Member of the Mississippi State Senate from the 29th district
- In office 1917 – January 19, 1927
- Preceded by: Van Buren Boddie

Personal details
- Born: October 15, 1870 Oxford, Mississippi
- Died: January 19, 1927 (aged 56) Greenville, Mississippi
- Party: Democratic

= Walton Shields =

American lawyer

Walton Shields (October 15, 1870 - January 19, 1927) was an American politician and lawyer. He was a member of the Mississippi State Senate from 1917 to his death in 1927.

== Biography ==
Walton Shields was born on October 15, 1870, in Oxford, Mississippi. He was the son of John Whitfield Shields and Sallie (Walton) Shields. Shields attended the public and private schools of Greenville, Mississippi.
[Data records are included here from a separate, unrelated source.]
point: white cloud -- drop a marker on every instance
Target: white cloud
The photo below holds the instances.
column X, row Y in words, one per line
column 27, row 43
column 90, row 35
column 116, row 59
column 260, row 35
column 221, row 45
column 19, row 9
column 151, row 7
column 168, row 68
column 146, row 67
He then attended the University of Mississippi and received his B. P. degree in 1889 and L. L. B. degree in 1890. He began practicing law in Greenville in 1891. In 1891, Shields also served as District Attorney. In 1898, after the Spanish-American War was declared, he enlisted as a private in Company C of the Second Mississippi Infantry. By the time he was mustered out in 1901, he was a Captain of the Fifth United States volunteer infantry (under Major James K. Vardaman). In 1902 and 1903, he was the mayor of Greenville, Mississippi. Shields began representing the 29th District as a Democrat in the Mississippi State Senate in the 1917 session, succeeding Van Buren Boddie in the middle of his term, and the term ended in 1920. In 1919, Shields was elected to a full term and served from 1920 to 1924. Shields was re-elected again for the 1924–1928 term. Shields died in the middle of this term, on January 19, 1927, in Greenville, Mississippi.